Still, the top law enforcement agencies urge security officials and shoppers at malls across the United States to remain vigilant, saying the "individualized nature of the radicalization process makes it difficult" to predict or detect plotting by homegrown radicals.
During a morning drill at the Mall of America on Monday, a recording saying "Attention Guests: This a drill" echoed throughout the mall as shopkeepers temporarily brought gates down.
"We're concerned because, yes, it could happen," one shopper at the mall Monday told NNS. "It's a big target for someone that wants to cause a lot of havoc."
Still, the shopper said that is "not going to probably keeps us away."
Al-Shabab has proven to be a potent and lethal force in East Africa. Three years before the attack on Westgate mall in Kenya, the group claimed responsibility for a series of coordinated bombings in Uganda targeting soccer fans watching the 2010 World Cup. More than 70 people were killed, and another 70 were injured.
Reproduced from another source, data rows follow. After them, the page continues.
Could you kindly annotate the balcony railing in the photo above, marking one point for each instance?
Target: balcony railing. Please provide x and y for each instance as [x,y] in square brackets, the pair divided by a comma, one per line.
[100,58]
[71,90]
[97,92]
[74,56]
For several years, al-Shabab has been waging war against the fledgling government in Somalia, which has been backed by the U.S. government and the government in neighboring Ethiopia.
After Ethiopian forces moved into Somalia in 2007, al-Shabab was able to recruit dozens of Americans to the fight, as estimated by the U.S. Justice Department. But many of those Americans have said they went to Somalia to push the Ethiopians "invaders" out, not to harm the United States in any way.
Meanwhile, reports out of Somalia have indicated deep fractures within al-Shabab over whether the group should become more of a global enterprise and try to launch attacks outside East Africa, perhaps in the West.
"We assess al-Shabab is [still] focused primarily on efforts to topple the Somali Federal Government and expel foreign troops from Somalia,” the FBI and DHS said in the bulletin on Sunday.
In addition, DHS issued a separate statement to media on Sunday, saying: "As a general matter, we are not aware of any specific, credible plot against the Mall of America or any other domestic commercial shopping center."